CD Introduction
Kristina Fialová’s refined taste matches up with her interpretive approach to the compositions selected and gives her temperament, natural virtuosity and emotionally engaged tone of her instrument an opportunity to shine…
The violist Kristina Fialová is gradually assuming a conspicuous place on the Czech musical landscape. This year, her first appearance at the Prague Spring festival attracted much interest and suggested a great deal about her experiences earned and successes celebrated abroad. Her studies in Copenhagen, Denmark paid dividends in the form of her debut album, musically directed by Tim Frederiksen, Professor at the Copenhagen Academy.
Unlike her maiden performance in May, when the works of contemporary composers were prefaced by J. S. Bach’s Sonata, the recording presents exclusively compositions by authors from the 20th a 21st century, some originally written for the viola, others later revised for the instrument by their respective authors. Kristina Fialová’s refined taste matches up with her interpretive approach to the compositions selected and gives her temperament, natural virtuosity and emotionally engaged tone of her instrument an opportunity to shine. The artist handles her instrument with consummate technical mastery and leaves her natural talent in no doubt.
The album opens with a piece by Miklós Rózsa (1907-1995), a Hungarian composer, who fled the war to Hollywood and his work there won much acclaim. Rózsa’s Introduction and Allegro bestowed its title on the whole album and, while doing so, introduced Kristina Fialová to the wide world of recording. Vladimír Godár (1956) studied at the Bratislava Conservatory and nowadays composes both classical music and film scores. His work O Crux-A Meditation was written in 1999, for violoncello, and subsequently (in 2006) revised for viola. Krzysztof Penderecki (1933) is a name more frequently encountered in concert programs and Fialová’s album features his Cadenza composed in 1984 (and performed at the violist’s Prague Spring debut concert this year), as well as his Sarabande, revised for the viola in 2006.
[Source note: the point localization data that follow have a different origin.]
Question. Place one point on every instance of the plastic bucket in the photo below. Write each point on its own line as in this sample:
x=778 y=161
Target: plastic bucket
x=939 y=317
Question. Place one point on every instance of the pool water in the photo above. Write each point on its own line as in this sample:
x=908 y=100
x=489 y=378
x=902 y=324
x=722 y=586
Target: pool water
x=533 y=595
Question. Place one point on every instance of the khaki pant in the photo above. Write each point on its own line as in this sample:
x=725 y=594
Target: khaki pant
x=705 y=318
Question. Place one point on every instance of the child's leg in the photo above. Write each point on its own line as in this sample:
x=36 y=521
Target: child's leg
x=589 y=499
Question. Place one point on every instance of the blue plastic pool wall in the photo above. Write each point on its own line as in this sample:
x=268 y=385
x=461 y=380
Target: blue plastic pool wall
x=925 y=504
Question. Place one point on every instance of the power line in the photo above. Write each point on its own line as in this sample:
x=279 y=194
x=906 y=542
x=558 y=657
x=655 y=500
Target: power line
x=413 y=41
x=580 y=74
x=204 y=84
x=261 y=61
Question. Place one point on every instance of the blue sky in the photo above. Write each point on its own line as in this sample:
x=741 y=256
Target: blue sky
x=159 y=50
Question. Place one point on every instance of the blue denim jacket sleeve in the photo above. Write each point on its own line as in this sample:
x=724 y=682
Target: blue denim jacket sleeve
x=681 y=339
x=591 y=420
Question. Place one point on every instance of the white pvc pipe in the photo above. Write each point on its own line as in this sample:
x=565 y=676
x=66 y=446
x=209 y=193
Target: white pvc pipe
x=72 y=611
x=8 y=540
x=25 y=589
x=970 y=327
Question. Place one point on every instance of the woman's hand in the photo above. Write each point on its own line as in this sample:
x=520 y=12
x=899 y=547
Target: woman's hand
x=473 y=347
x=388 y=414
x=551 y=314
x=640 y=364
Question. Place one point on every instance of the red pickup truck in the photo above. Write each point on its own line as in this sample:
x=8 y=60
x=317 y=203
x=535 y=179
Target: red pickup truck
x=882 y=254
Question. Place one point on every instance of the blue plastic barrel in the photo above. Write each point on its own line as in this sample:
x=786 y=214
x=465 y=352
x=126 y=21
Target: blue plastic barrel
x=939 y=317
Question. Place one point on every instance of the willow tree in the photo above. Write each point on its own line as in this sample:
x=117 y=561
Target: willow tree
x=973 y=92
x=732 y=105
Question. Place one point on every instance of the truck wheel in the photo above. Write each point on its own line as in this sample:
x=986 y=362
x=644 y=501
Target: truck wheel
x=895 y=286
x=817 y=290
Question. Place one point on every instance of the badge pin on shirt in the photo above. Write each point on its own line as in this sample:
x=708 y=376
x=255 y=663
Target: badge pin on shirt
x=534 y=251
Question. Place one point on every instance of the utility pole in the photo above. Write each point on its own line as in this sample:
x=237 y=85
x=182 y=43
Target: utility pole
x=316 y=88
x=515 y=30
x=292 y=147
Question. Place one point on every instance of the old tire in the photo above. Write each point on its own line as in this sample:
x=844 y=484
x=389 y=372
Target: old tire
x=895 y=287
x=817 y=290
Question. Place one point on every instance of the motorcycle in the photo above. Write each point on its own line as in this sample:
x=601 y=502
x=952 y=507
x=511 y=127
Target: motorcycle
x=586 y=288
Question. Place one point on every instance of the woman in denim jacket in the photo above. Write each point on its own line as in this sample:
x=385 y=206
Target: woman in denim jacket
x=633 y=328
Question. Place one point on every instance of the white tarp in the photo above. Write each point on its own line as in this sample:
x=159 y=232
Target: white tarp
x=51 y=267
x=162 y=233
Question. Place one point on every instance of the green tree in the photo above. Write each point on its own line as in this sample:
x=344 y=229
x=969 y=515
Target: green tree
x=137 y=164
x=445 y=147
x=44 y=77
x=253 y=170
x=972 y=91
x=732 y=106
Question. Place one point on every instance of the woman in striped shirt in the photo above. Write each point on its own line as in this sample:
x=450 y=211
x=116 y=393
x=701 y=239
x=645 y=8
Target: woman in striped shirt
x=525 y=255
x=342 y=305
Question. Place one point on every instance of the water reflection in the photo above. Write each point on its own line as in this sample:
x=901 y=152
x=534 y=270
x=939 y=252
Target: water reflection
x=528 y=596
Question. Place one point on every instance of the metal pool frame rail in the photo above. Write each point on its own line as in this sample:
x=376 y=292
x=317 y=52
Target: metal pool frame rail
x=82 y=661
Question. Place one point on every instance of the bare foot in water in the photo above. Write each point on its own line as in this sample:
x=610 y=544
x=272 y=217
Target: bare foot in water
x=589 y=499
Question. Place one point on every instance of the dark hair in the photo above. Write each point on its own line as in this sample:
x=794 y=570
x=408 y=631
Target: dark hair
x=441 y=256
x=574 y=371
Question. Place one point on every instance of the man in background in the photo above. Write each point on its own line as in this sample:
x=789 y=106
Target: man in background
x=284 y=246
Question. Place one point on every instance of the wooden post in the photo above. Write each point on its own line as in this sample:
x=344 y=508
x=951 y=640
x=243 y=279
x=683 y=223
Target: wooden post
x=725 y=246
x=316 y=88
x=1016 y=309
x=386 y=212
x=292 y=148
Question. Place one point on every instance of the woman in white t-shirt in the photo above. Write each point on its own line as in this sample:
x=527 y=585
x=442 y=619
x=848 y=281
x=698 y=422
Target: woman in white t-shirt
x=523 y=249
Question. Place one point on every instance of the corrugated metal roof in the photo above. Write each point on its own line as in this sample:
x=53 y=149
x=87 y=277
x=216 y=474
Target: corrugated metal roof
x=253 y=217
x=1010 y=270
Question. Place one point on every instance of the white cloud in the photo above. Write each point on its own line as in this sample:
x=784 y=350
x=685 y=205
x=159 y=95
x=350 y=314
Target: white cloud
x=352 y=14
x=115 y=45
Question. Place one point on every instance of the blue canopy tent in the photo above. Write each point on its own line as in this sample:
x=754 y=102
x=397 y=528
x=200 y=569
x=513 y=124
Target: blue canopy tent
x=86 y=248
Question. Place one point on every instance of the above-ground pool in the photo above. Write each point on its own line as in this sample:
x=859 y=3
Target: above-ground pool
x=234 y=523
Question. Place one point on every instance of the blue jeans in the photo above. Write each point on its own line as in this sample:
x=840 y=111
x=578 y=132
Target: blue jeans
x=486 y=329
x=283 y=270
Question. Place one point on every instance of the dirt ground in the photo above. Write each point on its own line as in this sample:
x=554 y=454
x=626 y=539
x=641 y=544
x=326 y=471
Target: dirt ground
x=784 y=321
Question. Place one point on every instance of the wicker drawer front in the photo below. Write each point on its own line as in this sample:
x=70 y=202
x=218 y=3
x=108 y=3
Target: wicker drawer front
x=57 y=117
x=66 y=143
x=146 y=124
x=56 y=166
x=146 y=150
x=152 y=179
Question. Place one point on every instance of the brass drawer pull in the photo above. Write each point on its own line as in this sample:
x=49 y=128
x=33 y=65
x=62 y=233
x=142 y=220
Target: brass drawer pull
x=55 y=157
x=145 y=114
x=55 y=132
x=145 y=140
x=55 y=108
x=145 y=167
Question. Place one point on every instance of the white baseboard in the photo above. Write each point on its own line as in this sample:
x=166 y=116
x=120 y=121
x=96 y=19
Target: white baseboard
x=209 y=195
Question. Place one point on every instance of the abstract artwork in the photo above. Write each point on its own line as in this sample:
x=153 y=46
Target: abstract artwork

Aram Khachaturian (1903-1978) is also represented here, by his beautifully vaulted Sonata-Song written in 1976, shortly before the composer’s death, as is Igor Stravinsky (1882-1971), by his Elegy from 1944, the only piece for viola he ever composed. Of the creative output of Sylvie Bodorová (1954), a popular contemporary Czech composer, her Dzha moreh has been included, a composition written in 1990 and inspired by Gypsy music; the composer revised it for Kristina Fialová, who presents the new version on her album as world-premiere recording. Krzysztof Penderecki’s Sarabande (J. S. Bach in memoriam) comes as something of a bonus, allowing the violist to interconnect her personal affinity to Penderecki with her admiration for the incomparable musical heritage of J. S. Bach.
The dramaturgical arch thus ascends from the outstanding interpretation of Miklós Rózsa’s composition, through the passionate, amazingly tuneful Sonata-Song of Aram Khachaturian, Stravinsky’s Elegy, presented with a marvelous depth of feeling, and the wide scope of emotions, tempers and melodiousness embodied in Sylvie Bodorová’s composition, all the way to the work of Penderecki, a veritable apex of contemporary art of composition presented here with completely engaged tunefulness in the main line as well as in the accompanying tones. The gentle conclusion of the composition leaves the listener with questions posed by the author and submitted masterfully by the interpreter, closing the album with a tender full stop.